Read to a kid: If a child can't read by the third grade, he or she often falls behind. Shelby County Schools’ Team Read initiative asks for an hour a week and a commitment once a week from October through April to read to second graders -- and help improve their futures. Call the SCS Family and Community Engagement office at 416-7600 to sign up.

I’m not asking you to do something I won’t do. I’ve enjoyed getting to know my mentee, Taishun. And my wife, Melyne, is reading at Dunbar Elementary.

City government has upped its game when it comes to making an impact with young people. Our libraries are open longer, our library and community center programming has increased, and we’ve added more summer jobs. And this fall, we’re adding after-school programming at all 25 of our community centers.

We’re making progress. We’re reinvesting in our future. Won’t you join us?

On the same page: Earlier this afternoon, I gathered the 200 most senior leaders in city government in the same room to reiterate our priorities. It never hurts to have a good reminder, and to ask everyone to channel their efforts every single day toward what we want to accomplish for you.

My vision is to reverse population loss and maximize Memphis’ momentum by delivering quality core services of city government -- by being ‘brilliant at the basics.’ As I told our group today, our focus is around five core areas: youth, public safety, neighborhoods, good government, and jobs.

I ask you to hold us accountable. Report a service issue at 311 (call 311, visit memphistn.gov/311 or use the Memphis 311 smartphone app), and you’re always welcome to email me at mayor@memphistn.gov. We work for you.
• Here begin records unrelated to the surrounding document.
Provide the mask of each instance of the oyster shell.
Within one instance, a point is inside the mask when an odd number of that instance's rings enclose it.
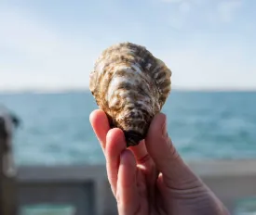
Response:
[[[127,146],[144,139],[171,90],[171,71],[145,47],[121,43],[104,50],[90,73],[89,89]]]

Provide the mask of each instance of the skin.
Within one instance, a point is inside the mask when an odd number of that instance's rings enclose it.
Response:
[[[157,114],[145,140],[126,147],[120,129],[110,129],[102,110],[90,115],[102,147],[119,215],[228,215],[222,203],[189,169]]]

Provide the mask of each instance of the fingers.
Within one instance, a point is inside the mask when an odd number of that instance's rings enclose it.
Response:
[[[96,109],[90,114],[89,120],[94,133],[101,143],[101,148],[104,151],[107,133],[110,130],[108,118],[103,110]]]
[[[164,114],[159,113],[153,119],[146,137],[146,146],[168,186],[183,189],[198,181],[168,138],[167,118]]]
[[[139,192],[136,181],[136,161],[129,150],[125,150],[120,157],[117,181],[118,214],[136,214],[140,209]]]
[[[127,144],[123,132],[117,128],[110,130],[106,137],[105,157],[108,180],[115,196],[116,196],[120,155],[126,148]]]
[[[150,159],[144,140],[138,145],[129,146],[129,149],[133,152],[138,164],[145,164]]]

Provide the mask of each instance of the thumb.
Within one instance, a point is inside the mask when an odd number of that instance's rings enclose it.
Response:
[[[189,189],[200,183],[172,145],[167,133],[167,117],[162,113],[155,115],[152,120],[146,147],[167,186]]]

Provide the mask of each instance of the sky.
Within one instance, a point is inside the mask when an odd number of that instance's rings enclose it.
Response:
[[[145,46],[190,90],[256,90],[256,1],[0,0],[0,91],[88,88],[108,46]]]

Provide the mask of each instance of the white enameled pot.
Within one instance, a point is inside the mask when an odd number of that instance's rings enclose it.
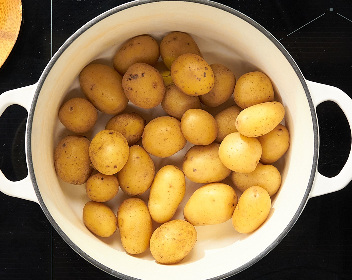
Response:
[[[190,34],[209,63],[222,63],[237,77],[252,71],[265,73],[272,82],[276,100],[284,106],[284,123],[291,142],[286,154],[276,163],[281,173],[282,186],[272,198],[268,218],[258,229],[241,234],[233,229],[231,220],[197,227],[198,239],[191,253],[178,264],[166,266],[157,263],[149,251],[138,256],[126,254],[119,241],[118,231],[107,238],[89,232],[82,214],[83,206],[89,200],[84,186],[63,182],[56,174],[53,158],[58,141],[73,134],[60,123],[58,112],[70,98],[83,96],[77,79],[83,68],[93,61],[112,66],[114,52],[134,36],[149,34],[160,42],[174,31]],[[351,152],[336,176],[325,177],[317,170],[319,139],[315,109],[328,100],[340,107],[350,126],[350,98],[336,88],[306,80],[276,39],[237,11],[203,0],[131,2],[102,14],[74,34],[54,55],[36,83],[0,95],[0,113],[13,104],[21,105],[28,111],[26,150],[29,171],[28,176],[18,182],[10,181],[0,173],[0,191],[38,203],[54,227],[78,254],[122,279],[225,278],[269,253],[293,226],[310,198],[340,189],[352,179]],[[232,104],[233,100],[230,100],[215,111]],[[166,115],[160,106],[146,110],[130,103],[126,111],[139,113],[147,121]],[[84,135],[91,139],[112,116],[100,113],[93,130]],[[153,157],[157,170],[166,164],[180,166],[183,155],[190,147],[188,144],[170,158]],[[225,182],[231,184],[228,179]],[[183,218],[183,207],[200,185],[188,180],[187,184],[185,198],[174,218]],[[142,198],[146,201],[147,195],[146,193]],[[107,204],[116,212],[119,203],[127,197],[120,191]]]

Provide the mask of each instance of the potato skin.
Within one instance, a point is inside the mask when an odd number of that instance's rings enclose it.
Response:
[[[150,187],[155,173],[153,160],[143,147],[130,147],[128,157],[124,167],[117,173],[121,189],[130,195],[144,193]]]
[[[150,252],[161,263],[177,263],[190,253],[196,241],[193,226],[183,220],[173,220],[154,231],[150,238]]]
[[[137,62],[153,66],[160,56],[158,42],[148,35],[141,35],[126,42],[116,52],[113,64],[115,69],[122,75],[128,67]]]
[[[92,232],[99,236],[107,237],[117,229],[117,218],[108,206],[91,200],[83,207],[83,221]]]
[[[80,74],[80,84],[86,98],[98,110],[110,115],[121,113],[128,100],[121,85],[122,76],[111,67],[89,64]]]
[[[54,165],[60,178],[64,182],[80,185],[86,182],[93,169],[89,156],[90,141],[82,135],[69,135],[56,146]]]
[[[153,224],[144,202],[137,198],[127,198],[117,211],[117,223],[122,245],[131,254],[143,253],[149,246]]]

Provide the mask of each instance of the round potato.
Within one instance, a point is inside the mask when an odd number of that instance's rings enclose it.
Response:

Innovation at MFD: I promised you when I was inaugurated that we would put fresh eyes on old problems. I promised follow-through, too.

It’s in that context that I ask that you read this story from WREG-TV on an innovative new program from the Memphis Fire Department. It came from the steering committee I co-chaired to find ways to implement IBM’s recommendations to improve our Emergency Medical Services and reduce non-emergency calls.

Great job, Memphis Fire!

Celebrating Crosstown Concourse: I can’t wait for tomorrow afternoon, when we’ll formally open Crosstown Concourse with a grand opening ceremony and celebration that will go on all night. This is a historic moment in our city, and perhaps our strongest symbol yet that our momentum resides in our core.

No place for hate in our city: Like all of you, I was troubled by last weekend’s violence in Charlottesville. As I said over the weekend, we condemn hate, white supremacists, Nazis and the Ku Klux Klan. There must be no mistake in that, and we must call it what it is.

Today, I was proud to be part of a bipartisan group of more than 200 mayors from across the country to sign the Mayors’ Compact to Combat Hate, Extremism, and Bigotry. The mayors of Clarksville, Knoxville and Nashville joined, too. I hope you’ll join in the same spirit of working to condemn hate and bring our community and our nation together.